Jonathan: The general problem there was that they had a massive silo of very rich advertising data and then quite a complex business domain with lots of venues, lots of countries, lots of cities that they wanted to do analytics at, but they had no way of joining across those silos, which when they wanted to ask really important and pertinent business questions, they weren’t able to do that without a lot of manual analysis and that’s what you often find as well is that the way you know there’s a need to join things up is where people are doing ad-hoc and manual analysis. These joined-up data silos are happening on a case-by-case basis normally in Excel as well.
[laughter]
Rob: Yes, I think if Excel’s become part of a routine data transformation workflow of any scale, that’s usually a good sign that there are efficiencies to be gained by bringing in some data engineering expertise.
Zoe: It’s very interesting to think about this parallel with software engineering again, that actually it sounds, and the complexity of it, you could also ask the question, well, how do you do good software engineering? There are some answers, but it depends on what you want to do. I’m really struck by this notion of just like in software engineering, you need to implement something well so that it scales and lasts for the long-term, but you also want to implement something in an agile and flexible manner where you don’t design for all kinds of cases that you don’t need and will never need, and actually ends up hands stringing yourself in that way.
This sounds very similar to me in terms of, “Yes, obviously, you need your data if you will need to connect it in the future, you need to think about that now, but also, don’t just make a massive data system for the sake of it if you don’t know what you’re going to use it for.”

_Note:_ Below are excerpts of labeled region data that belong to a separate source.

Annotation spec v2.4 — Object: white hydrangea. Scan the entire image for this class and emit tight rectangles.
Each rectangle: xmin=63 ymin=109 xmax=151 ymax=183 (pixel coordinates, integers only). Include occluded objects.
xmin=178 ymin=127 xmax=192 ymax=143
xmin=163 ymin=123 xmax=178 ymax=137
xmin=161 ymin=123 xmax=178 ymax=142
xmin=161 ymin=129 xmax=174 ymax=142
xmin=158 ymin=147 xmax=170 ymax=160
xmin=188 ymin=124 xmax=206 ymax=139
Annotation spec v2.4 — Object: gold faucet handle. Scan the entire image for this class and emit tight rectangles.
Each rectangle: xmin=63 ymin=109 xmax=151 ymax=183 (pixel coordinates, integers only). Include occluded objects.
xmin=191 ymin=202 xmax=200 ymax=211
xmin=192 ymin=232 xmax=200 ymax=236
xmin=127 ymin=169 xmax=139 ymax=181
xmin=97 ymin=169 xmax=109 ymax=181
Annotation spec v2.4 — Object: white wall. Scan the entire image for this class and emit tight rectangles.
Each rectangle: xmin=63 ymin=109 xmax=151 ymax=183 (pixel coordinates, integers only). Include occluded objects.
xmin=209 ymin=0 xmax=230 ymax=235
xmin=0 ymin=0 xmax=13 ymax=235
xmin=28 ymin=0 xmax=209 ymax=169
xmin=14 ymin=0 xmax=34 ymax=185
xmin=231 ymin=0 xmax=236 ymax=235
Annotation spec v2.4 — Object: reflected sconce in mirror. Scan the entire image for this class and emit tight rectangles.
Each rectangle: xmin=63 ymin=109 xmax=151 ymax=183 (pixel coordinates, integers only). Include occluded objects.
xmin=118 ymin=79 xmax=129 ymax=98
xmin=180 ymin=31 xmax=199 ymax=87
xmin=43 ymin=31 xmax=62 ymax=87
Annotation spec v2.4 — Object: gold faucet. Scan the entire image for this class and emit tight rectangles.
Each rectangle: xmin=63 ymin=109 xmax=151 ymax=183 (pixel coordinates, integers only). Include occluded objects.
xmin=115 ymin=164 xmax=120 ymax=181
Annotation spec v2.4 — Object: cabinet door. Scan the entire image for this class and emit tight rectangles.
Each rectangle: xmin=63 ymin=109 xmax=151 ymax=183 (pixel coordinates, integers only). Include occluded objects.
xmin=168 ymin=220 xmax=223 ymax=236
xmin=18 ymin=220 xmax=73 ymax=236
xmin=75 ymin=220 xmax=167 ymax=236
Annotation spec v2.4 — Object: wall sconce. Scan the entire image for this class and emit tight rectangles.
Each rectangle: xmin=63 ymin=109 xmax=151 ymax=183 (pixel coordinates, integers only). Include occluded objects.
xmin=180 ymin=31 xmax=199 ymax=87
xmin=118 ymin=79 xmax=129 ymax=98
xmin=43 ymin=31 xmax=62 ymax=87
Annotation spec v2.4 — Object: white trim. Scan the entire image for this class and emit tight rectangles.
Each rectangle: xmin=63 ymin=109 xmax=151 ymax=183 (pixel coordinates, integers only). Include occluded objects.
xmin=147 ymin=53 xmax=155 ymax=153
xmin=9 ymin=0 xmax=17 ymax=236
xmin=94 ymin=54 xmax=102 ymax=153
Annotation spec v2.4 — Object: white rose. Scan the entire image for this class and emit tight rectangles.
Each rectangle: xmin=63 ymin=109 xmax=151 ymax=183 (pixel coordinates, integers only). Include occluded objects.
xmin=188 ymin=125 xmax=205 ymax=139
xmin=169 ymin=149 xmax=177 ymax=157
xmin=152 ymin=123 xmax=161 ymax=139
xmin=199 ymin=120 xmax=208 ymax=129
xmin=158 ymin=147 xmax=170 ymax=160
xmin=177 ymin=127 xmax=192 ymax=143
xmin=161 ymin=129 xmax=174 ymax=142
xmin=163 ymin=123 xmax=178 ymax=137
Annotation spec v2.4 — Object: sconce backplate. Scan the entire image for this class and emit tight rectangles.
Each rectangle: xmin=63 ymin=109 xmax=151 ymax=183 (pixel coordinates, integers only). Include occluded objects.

Jonathan: I think I’d add to that another parallel between the software and data engineering side, which is that if you don’t do it, if you don’t implement it, it will happen anyway and I think we’ve all seen businesses where they don’t have a software application to do a certain thing. Normally, the financial domain for some reason, but what you then find is complex spreadsheets evolve. People learn to write macros and the software happens anyway and you end with organic free range of software, which certainly hits a scalability limit and then needs some proper software engineering and the same thing’s happening in data.
If you are sitting there in your business and seeing people spend a substantial fraction of their lives, bringing together and joining data in Excel, that is normally a situation that you need to have a think about. Could you do it better?
Rob: I think there’s a parallel to be drawn between the two, the skill sets involved, the way of thinking about problems, and the solutions. Those problems are very similar. I think you can think of data engineering as being where software engineering was maybe 20 or 30 years ago. I think that’s a reasonable parallel in terms of ways of working as of high level.
Zoe: If you’ve got some, you’re almost definitely going to need to change it, [giggles] however, you also have systems running off it already, so how do you go about improving your data storage and your data modeling when there will be dependencies on that data already?
Rob: This is one of those areas where the answer already exists in software engineering. There are two aspects. This one is testing, the second is defining interfaces between your data system and source or client applications. In the world of software engineering, you define an interface of your application and you say, great, I can change anything inside that interface. That’s internal, that’s okay, as long as the external behavior is unchanged, it’s fine.
You have a very different process if you are changing the behavior for a client, and then you might look at things like different schema versioning, different API versions, these are angles you see commonly in the world of software engineering, and the same thing can be applied to data engineering.
Jonathan: I think it being a newer field and with the explosion of technologies and tools and techniques, a lot of this is still up for grabs and like Rob says, I think it’s a bit behind software engineering in having well-trodden paths that we know to be successful. I think there are some very well-defined software architectures like classic three-tier, which people know how to build and they solve the problem well, I think data engineering is still a bit more of a bleeding-edge discipline.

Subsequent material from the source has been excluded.